Halt High-Risk Behaviors

“Promptly address and halt high-risk behaviors. Often, those who molest minors in churches or church activities have openly engaged in high-risk behaviors, including:

  • Minors spending the night in a leader’s home
  • An adult leader drives a vehicle with one or more unrelated minors on board, and no other adults
  • An adult goes on day trips with an unrelated minor
  • An adult goes on overnight trips with an unrelated minor
  • A leader spends the night in a hotel with one or more unrelated minors
  • A leader meets one or more minors in malls or other places where minors congregate
  • An adult leader sleeps in a tent with an unrelated minor during a campout

“These, and similar, ‘grooming’ behaviors are associated with many incidents of child molestation involving youth and children’s ministry leaders and volunteers in churches and must be promptly confronted and stopped” (Leader Manual, 27.8-27.9).

Violations of other areas of church policies and practices must be addressed as well. Failure to correct violations of policy implies that these policies, and possibly others, may be ignored. Individuals who repeatedly violate established policies should be moved out of children and youth work before greater problems develop.
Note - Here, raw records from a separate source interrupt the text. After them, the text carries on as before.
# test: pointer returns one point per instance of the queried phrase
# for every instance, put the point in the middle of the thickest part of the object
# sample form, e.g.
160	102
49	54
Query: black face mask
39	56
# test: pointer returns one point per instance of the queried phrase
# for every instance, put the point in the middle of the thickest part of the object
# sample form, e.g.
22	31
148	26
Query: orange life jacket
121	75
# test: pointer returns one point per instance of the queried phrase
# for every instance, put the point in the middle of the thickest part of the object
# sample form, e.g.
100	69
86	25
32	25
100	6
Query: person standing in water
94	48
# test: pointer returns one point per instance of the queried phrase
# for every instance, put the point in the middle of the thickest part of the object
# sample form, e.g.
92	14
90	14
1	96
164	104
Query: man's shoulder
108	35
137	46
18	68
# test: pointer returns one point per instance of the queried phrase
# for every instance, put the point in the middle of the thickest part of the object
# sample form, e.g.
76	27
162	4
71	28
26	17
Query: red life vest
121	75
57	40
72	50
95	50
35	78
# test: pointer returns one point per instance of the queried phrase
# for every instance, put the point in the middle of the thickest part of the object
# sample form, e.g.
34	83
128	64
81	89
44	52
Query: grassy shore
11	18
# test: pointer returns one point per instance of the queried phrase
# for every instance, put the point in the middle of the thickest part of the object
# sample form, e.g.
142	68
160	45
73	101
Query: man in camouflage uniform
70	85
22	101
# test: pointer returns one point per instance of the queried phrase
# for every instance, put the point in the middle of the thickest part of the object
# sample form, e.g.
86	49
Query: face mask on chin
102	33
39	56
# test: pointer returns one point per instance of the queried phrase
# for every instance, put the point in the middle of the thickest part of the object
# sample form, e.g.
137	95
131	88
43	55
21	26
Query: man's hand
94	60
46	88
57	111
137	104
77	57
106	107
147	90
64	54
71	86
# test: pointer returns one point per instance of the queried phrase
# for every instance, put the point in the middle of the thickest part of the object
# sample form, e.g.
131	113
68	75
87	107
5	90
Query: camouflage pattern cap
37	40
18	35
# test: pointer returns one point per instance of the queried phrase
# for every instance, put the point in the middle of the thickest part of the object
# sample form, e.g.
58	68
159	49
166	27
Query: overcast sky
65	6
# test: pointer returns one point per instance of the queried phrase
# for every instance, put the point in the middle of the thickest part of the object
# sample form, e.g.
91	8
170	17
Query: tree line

By following these four steps, churches can help to provide safe environments for their boys and the leaders involved, providing a platform where boys can be mentored into true Christlike manhood, becoming the men of God they were created to be.

The content for this article is adapted from the 2019 edition of the Royal Rangers Leader Manual in “Chapter 27 Safety and Supervision” and the article "Managing the Risk of Child Molestation” by Richard Hammar, legal counsel for the Assemblies of God.